このノモンハン事変ですが、まず第一次ノモンハン事変と第二次ノモンハン事変に分けられます。第一次では小規模の戦闘で、日本軍はさしたる抵抗もなく勝利をおさめるのですが、これを重要視したソ連ことスターリンジューコフというその後第二次世界大戦でもっとも有能な将軍のひとりに数えられる人物を派遣します。これにより戦力が大幅に強化されたソ連軍と日本陸軍が対決するのが第二次ノモンハン事変と呼ばれる戦いです。

東京にある参謀本部作戦課は陸軍の中でもエリート中のエリートが配属される課で、ここにいる人間はまさに陸軍の軍事作戦のほとんどを決断していました。一方当時の満州には関東軍という軍団が組織され、彼らは広大な満州での防衛を担っていました。この満州関東軍司令部参謀本部作戦課にいる人間たちと東京の作戦課の考えが一致していなかったことが、ノモンハン事変を日本側から起こした直接の原因となってしまいました。
東京の作戦課は満州や中国への侵攻をできる限り抑えたいと考えており、その旨を各軍に対して命令していました。しかし関東軍司令部の「満ソ國境紛争処理要網」を独自に立案して東京に送ります。この内容が東京の命令とは反対になる危険性をもつ攻撃的な要素をもつ作戦案だったのです。


この状況のなかで関東軍参謀本部にお互いに交友関係のある将校たちが赴任してきました。作戦課長(高級参謀)に寺田雅雄大佐、服部卓四郎中佐、そして辻政信少佐など多くの人物が一同にそろったのです。中でも辻政信と服部卓四郎はお互いに正反対の性格でしたが仲がよく、肝胆相照らす上司と部下という関係になっていきました。行動力と立案力と弁舌に長けた辻、そしてそういう行動を取る辻を上手にコントロールして権謀術数を振るう服部。このふたりは悪い意味でノモンハン事変における主役となっていきます。

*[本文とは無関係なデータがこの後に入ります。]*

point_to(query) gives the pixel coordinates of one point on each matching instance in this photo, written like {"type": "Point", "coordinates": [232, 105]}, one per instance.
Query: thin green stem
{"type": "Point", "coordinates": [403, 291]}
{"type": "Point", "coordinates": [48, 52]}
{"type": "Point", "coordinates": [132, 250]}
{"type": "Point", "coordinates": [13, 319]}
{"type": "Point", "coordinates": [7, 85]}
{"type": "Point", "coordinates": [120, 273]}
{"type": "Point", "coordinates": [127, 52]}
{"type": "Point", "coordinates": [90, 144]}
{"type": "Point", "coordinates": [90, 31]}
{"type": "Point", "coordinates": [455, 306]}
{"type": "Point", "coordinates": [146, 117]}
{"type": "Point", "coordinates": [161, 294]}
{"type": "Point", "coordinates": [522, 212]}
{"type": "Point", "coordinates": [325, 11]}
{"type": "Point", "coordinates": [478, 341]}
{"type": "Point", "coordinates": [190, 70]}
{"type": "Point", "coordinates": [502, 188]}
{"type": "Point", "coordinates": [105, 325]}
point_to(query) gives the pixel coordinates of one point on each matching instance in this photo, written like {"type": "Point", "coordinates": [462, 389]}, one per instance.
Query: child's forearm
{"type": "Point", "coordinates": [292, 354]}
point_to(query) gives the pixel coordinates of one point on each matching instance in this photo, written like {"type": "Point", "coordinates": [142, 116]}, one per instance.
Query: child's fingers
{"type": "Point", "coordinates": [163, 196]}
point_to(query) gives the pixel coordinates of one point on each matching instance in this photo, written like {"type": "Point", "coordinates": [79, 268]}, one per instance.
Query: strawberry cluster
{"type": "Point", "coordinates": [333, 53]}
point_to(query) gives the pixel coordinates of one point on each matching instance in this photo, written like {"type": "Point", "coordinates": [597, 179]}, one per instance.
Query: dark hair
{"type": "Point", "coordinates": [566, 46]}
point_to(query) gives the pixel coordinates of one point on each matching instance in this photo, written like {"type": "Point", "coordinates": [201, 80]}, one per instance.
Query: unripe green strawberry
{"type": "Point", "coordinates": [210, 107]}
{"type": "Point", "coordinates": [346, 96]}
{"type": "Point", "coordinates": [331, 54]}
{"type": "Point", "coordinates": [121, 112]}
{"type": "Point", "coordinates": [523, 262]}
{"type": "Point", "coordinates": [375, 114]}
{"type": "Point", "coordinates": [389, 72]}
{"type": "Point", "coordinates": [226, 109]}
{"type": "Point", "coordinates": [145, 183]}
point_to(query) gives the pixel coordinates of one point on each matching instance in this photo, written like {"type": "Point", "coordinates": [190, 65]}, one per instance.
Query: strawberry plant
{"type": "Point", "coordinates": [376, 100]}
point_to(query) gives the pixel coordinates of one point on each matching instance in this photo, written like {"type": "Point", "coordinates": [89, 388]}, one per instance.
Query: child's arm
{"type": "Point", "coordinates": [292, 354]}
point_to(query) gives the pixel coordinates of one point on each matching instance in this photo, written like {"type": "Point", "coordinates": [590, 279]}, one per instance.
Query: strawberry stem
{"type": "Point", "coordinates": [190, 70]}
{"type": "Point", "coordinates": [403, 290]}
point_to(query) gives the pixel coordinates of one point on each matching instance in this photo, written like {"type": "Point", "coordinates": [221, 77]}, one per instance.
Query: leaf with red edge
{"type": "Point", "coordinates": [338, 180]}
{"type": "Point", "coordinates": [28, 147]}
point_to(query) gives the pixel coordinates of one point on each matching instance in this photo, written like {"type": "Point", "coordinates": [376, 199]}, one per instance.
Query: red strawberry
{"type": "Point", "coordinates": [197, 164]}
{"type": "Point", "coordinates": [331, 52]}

辻は多くの上司や同僚から満州の状況について強く信頼されていましたが、その実態は後世から見るとあまりにお粗末としか言えません。まずはソ連軍に対する戦力を過小評価していたというより、勝手にそうだと思い込んでいました。これは関東軍だけではなく、日本陸軍自体そのようにソ連を侮っていたのです。たとえ情報が亡命してきたソ連軍の将軍から出ていても、それらはほとんど無視していました。つぎに過剰なまでの「攻撃主義」。果敢に突撃し、機先を制して敵を撃つことこそ敵を一挙に壊滅させる方法であることに異常に執着しました。これは戦争という極限状態では決して間違ってはいないのですが、それ以前に上級将校として勝つための武器弾薬食料などの補給の維持、敵の行動を詳しく検討し弱点に戦力を集中させることなどをほとんど怠っていました。これらの条件は第一次ノモンハン事件に直接つながります。

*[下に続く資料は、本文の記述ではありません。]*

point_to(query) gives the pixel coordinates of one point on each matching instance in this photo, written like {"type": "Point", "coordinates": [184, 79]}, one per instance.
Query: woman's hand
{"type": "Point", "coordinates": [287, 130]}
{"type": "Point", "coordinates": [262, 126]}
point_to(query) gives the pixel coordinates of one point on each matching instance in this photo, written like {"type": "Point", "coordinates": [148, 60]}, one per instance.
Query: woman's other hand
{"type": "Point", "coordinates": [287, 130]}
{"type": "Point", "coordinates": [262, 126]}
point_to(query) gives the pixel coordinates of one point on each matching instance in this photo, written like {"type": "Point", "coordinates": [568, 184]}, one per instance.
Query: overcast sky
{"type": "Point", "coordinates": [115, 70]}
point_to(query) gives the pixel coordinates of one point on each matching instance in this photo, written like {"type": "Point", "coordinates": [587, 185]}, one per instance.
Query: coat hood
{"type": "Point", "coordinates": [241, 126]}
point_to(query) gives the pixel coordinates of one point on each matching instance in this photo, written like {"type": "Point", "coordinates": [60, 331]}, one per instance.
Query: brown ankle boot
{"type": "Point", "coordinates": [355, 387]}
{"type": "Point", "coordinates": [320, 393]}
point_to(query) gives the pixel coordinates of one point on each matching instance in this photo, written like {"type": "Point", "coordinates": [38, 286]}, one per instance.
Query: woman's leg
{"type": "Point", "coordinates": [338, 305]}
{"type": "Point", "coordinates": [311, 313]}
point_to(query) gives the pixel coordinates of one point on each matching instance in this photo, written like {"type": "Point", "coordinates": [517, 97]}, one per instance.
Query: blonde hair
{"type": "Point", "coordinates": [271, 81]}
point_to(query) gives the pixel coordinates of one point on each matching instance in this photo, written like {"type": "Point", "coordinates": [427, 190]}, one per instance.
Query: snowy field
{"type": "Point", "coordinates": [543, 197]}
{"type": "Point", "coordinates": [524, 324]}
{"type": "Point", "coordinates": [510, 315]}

エスカレートしていく関東軍参謀本部に対して、東京の参謀本部は侵攻はこれ以上ありえないと考えていました。東京ではノモンハン事変が起こった後からあくまで戦線不拡大を指示していたと言いはり、満州では東京は「満ソ國境紛争処理要網」を受け取り許可したと主張します。この関係はどうやら曖昧なままであったらしく東京と満州ではお互いに自分たちはこう考えているから相手もそう考えているだろうという思い込みがあったのでしょう。この話を聞くと実に日本的なナアナアで始末していくやり方が悪い状況に陥ると、こういうことになるということを示しています。しかしそのためにノモンハンで何万人もの人が死傷してしまいました。


ノモンハン事変では日本軍とソ連軍の死傷者はあまり変わりませんが、兵士、戦車、飛行機の数と圧倒的な砲撃で攻撃してくるソ連軍に日本軍は撤退を余儀なくされます。そしてその後の交渉で満ソ国境はソ連が主張していた国境線に確定しました。
この戦いが終わった後、どのように将校たちは責任をとったのでしょうか。この作戦に関わったほとんどの作戦参謀は一時的に左遷される程度で済みましたが、多くの佐官級の人達は自決を強要され、また下級将校も同じように責任ははっきりとらされました。そしてソ連に捕虜になって戻ってきた日本兵士も同じ目に合わされました。


意思疎通ができずにいたずらに戦力を消耗させる参謀たちの無責任さ、東京と満州でお互いに都合のいいことを考えていたこと、そして国際情勢を読めていなかったこと。様々な要素が合わさってノモンハン事変というのは起きてしまい、そしてその後の教訓になることもなく兵士は死傷していったのです。


最後に辻政信と服部卓四郎が戦後ノモンハン事変について以下のように語ったことを紹介します。

「(敵が)まさかあのような兵力を外蒙の草原に展開できるとは、夢にも思わなかった。作戦参謀としての判断に誤りがあったことは、何とも不明の致す所、この不明のために散った数千の英霊に対しては、何とも申し訳ない」
そしてこうも書く。
「戦争は、指導者相互の意志と意志との戦いである・・・・・・もう少し日本が頑張っていれば、恐らくソ連側から停戦の申し入れがあったであろう。とにかく戦争というものは、意志の強い方が勝つのだ」
あるいはまた、いう。
「戦争は負けたと感じたものが、負けたのである」   p.443

服部参謀の事変観はこうである。
ノモンハン事件は明らかに失敗であった。その根本原因は、中央と現地軍との意見の不一致にあると思う。両者それぞれの立場に立って判断したものであり、いずれにも理由は存在する。要は意志不統一のまま、ずるずると拡大につながった点に最大の誤謬がある」   p.443-444


辻はまったく意志の強さでしか戦争をみておらず、また作戦参謀として誤りがあったことは認めながらも、話を聞く限り自分が勝手に想像した敵を相手に戦っていたのでしょう。そんな人間が立てた作戦なんてまったく意味がないどころか、多くの不利益を被るのは明らかです。

一方で服部ですが、一見冷静に省みて東京と満州での意志の不統一が原因だと言っていますが、彼の言葉からは彼が事変の当事者どころか首謀者だという責任をまったく感じません。まるで後世の歴史家が言うかのごとく自分の過ちを語るのはどうにも腑に落ちません。
このノモンハン事変は日本というカタチが完全に悪い方にでた姿なのだと言えるでしょうが、こういう状態の日本にはなんともいえない侘しさを感じます。